她脸上什么情绪都没有,平静得像结了冰的湖面。
“好。”陆怀瑾听见自己说,声音有点干涩。
温清瓷似乎看了他一眼,那眼神很短促,短到陆怀瑾怀疑是不是自己错觉。然后她转身,裙摆划出冷淡的弧度,朝主桌走去。
陆怀瑾跟上,脚步有些虚浮。不是因为怯场——开玩笑,他前世在修真界什么场面没见过,万仙大会上跟魔尊对峙时眼皮都没眨过。但这种被强行灌入他人内心阴暗面的感觉,实在太糟了。
简直像被迫赤脚走在污水横流的巷子里。
主桌坐着温家真正的核心人物。温老爷子坐在首位,虽然已经七十八岁,但精神矍铄,眼神锐利得像鹰。右手边是温清瓷的父亲温国栋,五十出头,鬓角已经花白,正低头跟旁边的亲戚说着什么。左手边……
是温清瓷的母亲,赵玉茹。
陆怀瑾的脚步几不可察地顿了一下。
因为赵玉茹的心声正像毒蛇一样钻进他的脑子:
【这小废物怎么还没走?清瓷也是,非要留着丢人现眼。】
【周家太太昨天还问我呢,说要是离了婚,她儿子随时等着……】
【得想个法子让他自己滚蛋。】
“妈。”温清瓷已经走到桌前,声音还是那样平淡。
赵玉茹立刻换上笑容,那变脸速度快得让陆怀瑾叹为观止:“清瓷来啦,快坐。怀瑾也来了?”她视线扫过陆怀瑾,笑意根本没进眼底,“最近在忙什么呀?有找工作吗?”
来了。
经典开场白。
陆怀瑾能感觉到至少有七八道视线落在他身上,伴随着各种幸灾乐祸的心声:【看他怎么编】【肯定又是没找到呗】【吃软饭吃上瘾了】……

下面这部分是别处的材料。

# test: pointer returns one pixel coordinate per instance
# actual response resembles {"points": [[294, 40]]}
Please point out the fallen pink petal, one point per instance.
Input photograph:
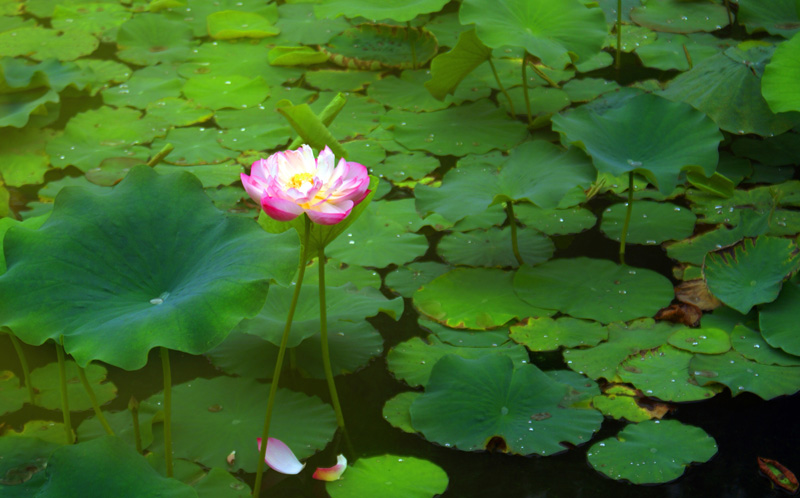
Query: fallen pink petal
{"points": [[332, 473], [280, 458]]}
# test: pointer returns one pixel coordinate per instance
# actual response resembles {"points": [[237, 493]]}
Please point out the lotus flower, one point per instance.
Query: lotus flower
{"points": [[288, 184]]}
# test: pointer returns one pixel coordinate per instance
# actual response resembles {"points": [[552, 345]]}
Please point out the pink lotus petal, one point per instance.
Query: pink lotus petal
{"points": [[280, 458], [332, 473]]}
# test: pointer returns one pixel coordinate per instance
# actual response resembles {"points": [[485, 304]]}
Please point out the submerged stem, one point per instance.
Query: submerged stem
{"points": [[627, 219], [281, 353], [167, 410], [93, 400]]}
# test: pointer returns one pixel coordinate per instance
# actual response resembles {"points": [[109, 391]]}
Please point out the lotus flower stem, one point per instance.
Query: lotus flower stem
{"points": [[26, 372], [93, 399], [62, 373], [512, 221], [323, 331], [281, 353], [627, 219], [500, 85], [167, 410]]}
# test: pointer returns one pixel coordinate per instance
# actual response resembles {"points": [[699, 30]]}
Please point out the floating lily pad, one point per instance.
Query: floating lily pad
{"points": [[556, 33], [94, 242], [412, 361], [388, 476], [752, 272], [230, 411], [478, 298], [740, 374], [631, 138], [547, 334], [381, 46], [489, 403], [652, 452], [593, 288]]}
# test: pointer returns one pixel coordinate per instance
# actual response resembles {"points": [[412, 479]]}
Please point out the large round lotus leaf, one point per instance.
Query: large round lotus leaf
{"points": [[443, 132], [413, 360], [473, 298], [149, 39], [555, 32], [778, 320], [652, 452], [381, 46], [740, 374], [778, 17], [650, 223], [674, 16], [23, 465], [493, 247], [230, 413], [398, 10], [752, 272], [596, 289], [649, 135], [727, 87], [343, 303], [40, 43], [664, 374], [487, 403], [547, 334], [106, 464], [381, 237], [623, 341], [48, 394], [778, 85], [555, 221], [150, 263], [752, 346], [390, 476]]}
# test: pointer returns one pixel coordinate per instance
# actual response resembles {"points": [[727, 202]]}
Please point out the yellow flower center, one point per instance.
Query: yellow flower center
{"points": [[297, 180]]}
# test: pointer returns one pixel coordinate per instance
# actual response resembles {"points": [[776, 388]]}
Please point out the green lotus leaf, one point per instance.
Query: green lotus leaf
{"points": [[381, 46], [442, 132], [230, 411], [388, 476], [473, 298], [144, 86], [228, 24], [752, 346], [740, 374], [652, 452], [631, 138], [126, 253], [623, 341], [736, 105], [547, 334], [650, 222], [412, 361], [109, 464], [779, 17], [492, 248], [780, 74], [555, 33], [555, 221], [778, 319], [664, 373], [752, 272], [674, 16], [149, 39], [490, 404], [344, 303], [593, 288], [46, 381], [40, 43]]}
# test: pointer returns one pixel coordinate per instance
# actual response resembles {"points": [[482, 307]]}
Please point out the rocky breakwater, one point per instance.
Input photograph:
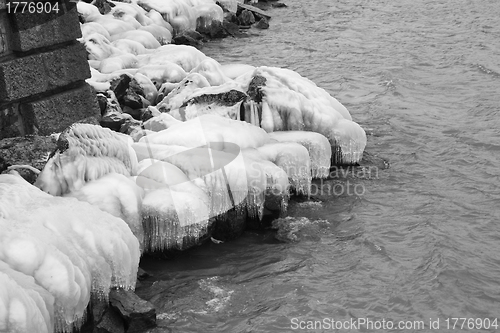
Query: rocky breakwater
{"points": [[203, 149]]}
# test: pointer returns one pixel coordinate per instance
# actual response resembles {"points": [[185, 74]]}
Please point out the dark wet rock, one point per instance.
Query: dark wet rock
{"points": [[115, 120], [279, 5], [295, 229], [142, 274], [102, 100], [228, 98], [107, 319], [230, 17], [230, 225], [147, 114], [232, 28], [130, 126], [108, 103], [246, 18], [133, 96], [211, 29], [28, 150], [262, 24], [103, 6], [191, 38], [254, 88], [132, 100], [257, 12], [135, 113], [137, 313], [276, 202], [120, 85]]}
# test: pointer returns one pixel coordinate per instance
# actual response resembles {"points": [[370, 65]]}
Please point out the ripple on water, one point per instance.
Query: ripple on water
{"points": [[422, 241]]}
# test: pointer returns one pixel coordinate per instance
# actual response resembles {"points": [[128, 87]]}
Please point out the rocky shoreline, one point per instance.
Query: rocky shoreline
{"points": [[134, 106]]}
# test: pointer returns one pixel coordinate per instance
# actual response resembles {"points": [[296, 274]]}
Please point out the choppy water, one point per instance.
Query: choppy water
{"points": [[422, 240]]}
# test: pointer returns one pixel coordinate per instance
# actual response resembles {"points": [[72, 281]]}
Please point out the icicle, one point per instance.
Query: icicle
{"points": [[85, 249], [294, 160], [317, 145]]}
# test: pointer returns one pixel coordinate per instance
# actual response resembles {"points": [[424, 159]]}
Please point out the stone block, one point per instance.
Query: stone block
{"points": [[56, 112], [35, 74], [5, 35], [10, 121], [32, 31]]}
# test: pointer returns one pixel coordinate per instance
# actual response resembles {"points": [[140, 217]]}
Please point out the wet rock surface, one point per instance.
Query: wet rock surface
{"points": [[28, 150], [137, 314], [296, 229]]}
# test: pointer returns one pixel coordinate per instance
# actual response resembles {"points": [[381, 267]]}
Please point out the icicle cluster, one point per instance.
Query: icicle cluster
{"points": [[86, 152], [187, 84], [316, 144], [55, 253]]}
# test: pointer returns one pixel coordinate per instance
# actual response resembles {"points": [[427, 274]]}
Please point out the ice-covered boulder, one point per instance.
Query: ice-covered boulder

“在看了。”陆怀瑾开口,语气很温和,甚至带了点恰到好处的惭愧,“投了几份简历,还在等消息。”
【编,继续编。】赵玉茹的心声尖锐,【整天窝在家里打游戏当我不知道?】
但她嘴上却说:“不急不急,工作要慢慢找合适的。对了——”她忽然转向温清瓷,“清瓷啊,周烨今天也来了,说想跟你聊聊新能源项目的事。你要不要……”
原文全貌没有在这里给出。